Magnetic Flux Calculator
Enter a magnetic field strength and an area to get the magnetic flux in webers — the total amount of field passing through a surface held perpendicular to it.
Flux in one step
Enter the field strength in tesla and the area in square metres and the calculator returns the magnetic flux (Φ = B × A) in webers instantly.
Use SI units
Field strength in tesla (T) and area in square metres (m²) give flux in webers (Wb). One weber equals one tesla times one square metre.
What is magnetic flux?
The field passing through a surface
This magnetic flux calculator measures how much magnetic field passes through a given surface. Magnetic flux is the product of the magnetic field strength and the area it threads through, and it captures the total "amount" of field crossing that surface. When the field is perpendicular to a flat area, the flux is simply the field strength multiplied by the area. It is the quantity behind transformers, electric generators, and induction: a changing flux through a coil is what induces a voltage, which is the heart of how most electrical power is produced and converted.
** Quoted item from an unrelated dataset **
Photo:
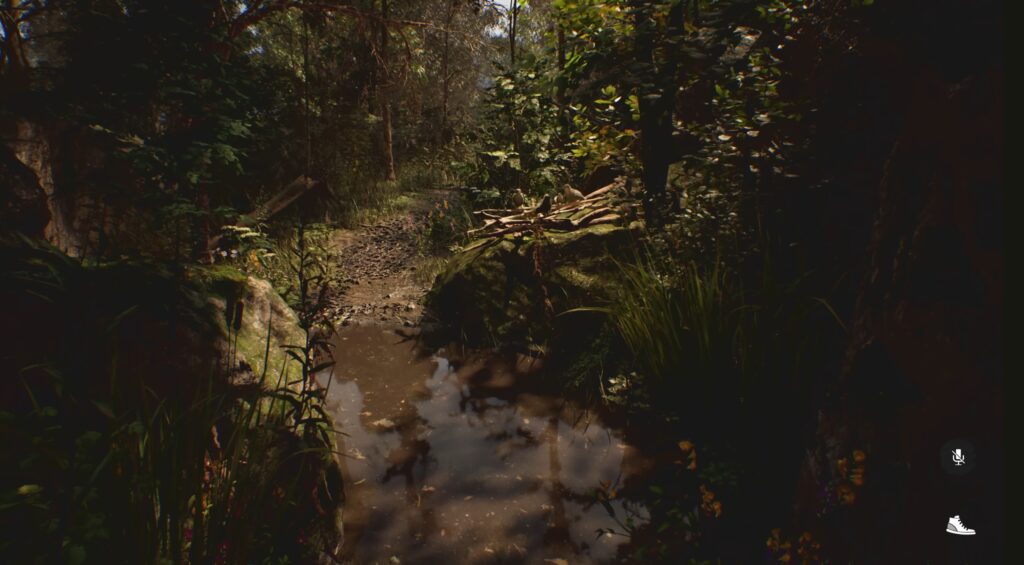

Enter a field strength in tesla and an area in square metres to get the magnetic flux in webers instantly.
For a uniform field perpendicular to a flat surface, the magnetic flux is the field strength multiplied by the area.
Φ = B × AHere Φ is the magnetic flux in webers, B is the magnetic field strength (also called magnetic flux density) in tesla, and A is the area in square metres. Suppose a uniform 0.5 T field passes straight through a flat loop of area 0.2 m². Multiplying the two gives Φ = 0.5 × 0.2 = 0.1 Wb. Because flux is a direct product, doubling either the field or the area doubles the flux — there is no squaring or other non-linear term to worry about.
The formula is exact, but a couple of practical points are worth keeping in mind.
Perpendicular field and consistent units
This calculator assumes the magnetic field is uniform and perpendicular to the area. If the field meets the surface at an angle θ from the normal, the flux is reduced to Φ = B × A × cos θ — set θ to zero (cos θ = 1) for a perpendicular field, which is what this calculator computes. Keep your units consistent — tesla for the field and square metres for the area — so the result comes out in webers.